From May 2011 to the end of May 2013 the European Union imposed a full arms embargo on Syria in response to the violent repression by Syrian government forces of peaceful protests and the following violent conflict in the country. Due to disagreement between EU states about allowing the supply of arms to rebel forces in Syria large parts of the embargo were lifted per 1 June 2013.
In May 2011 the European Union imposed sanctions on Syria in response to the violent repression by Syrian government forces of peaceful protests. It called on the Syrian security forces to exercise restraint. Council Decision 2011/273/CFSP and Council Regulation No 442/2011.
The sanctions included an embargo on the supply of arms, military equipment and equipment which might be used for internal repression.
In January and June 2012 several EU Council decisions were made that specified in more detail the items and services banned under the arms embargo. This included telecommunications monitoring and interception equipment and certain goods that might be used for the manufacture and maintenance of equipment, which might be used for internal repression.
Council Regulation EU No 36/2012 18 January 2012 and Council Regulation EU No 509/2012 16 June 2012.
In July 2012, in an effort to address the problem of arms and other embargoed items being transported from other countries through the EU to Syria it was decided that EU Member States should inspect all vessels and aircraft bound for Syria within their territories and with the consent of the flag state if they have reasonable grounds to believe that the cargo may include sanctioned items. Council Decision 2012/420/CFSP 23 July 2012.
In November 2012 the EU decided to extend restrictive measures until 1 March 2013, imposing a renewal term of only three month instead of one year. Council Decision 2012/739/CFSP 29 November 2012.
In February 2013 the EU decided to renew the restrictive measures against Syria for a further three months, amending them so as to provide greater non-lethal support and technical assistance for the protection of civilians.

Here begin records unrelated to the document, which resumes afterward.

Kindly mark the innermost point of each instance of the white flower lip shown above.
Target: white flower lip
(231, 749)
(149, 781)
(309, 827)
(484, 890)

In April 2013 the EU decided to allow the supply of certain equipment to Syrian opposition forces. It was decided that EU member states may authorize the supply of non-lethal equipment which might be used for internal repression and technical assistance and financing related to non-lethal military equipment to the Syrian National Coalition for Opposition and Revolutionary forces when intended for the protection of civilians.
From June 2013 most parts of the EU arms embargo on Syria were lifted after a decision late May to continue export and import restrictions related to Syria with the exception of arms and material and certain equipment which might be used for internal repression. The EU decided to create a list of items which might be used for internal repression the transfer of which from or via the EU to Syria would remain prohibited. The supply of equipment and software for use in monitoring of communications by the Syrian regime remained prohibited and so was the import of weapons and other military equipment from Syria. The EU council stressed the commitment by EU states to base their decisions on exports of arms to Syria on the the EU Common Position defining common rules governing the control of exports of military technology and equipment. Council Decision 2013/255/CFSP 31 May 2013.
No further conditions were put on the supply of arms to Syria. However, a preceding Council declaration noted the commitment by EU states that weapons supplied to Syria would be for the Syrian National Coalition for Opposition and Revolutionary Forces and intended for the protection of civilians and that member states would not immediately start with the such supplies. The Council announced that it would review its position before 1 August 2013. (Council declaration 27 May 2013) However, this review did not happen.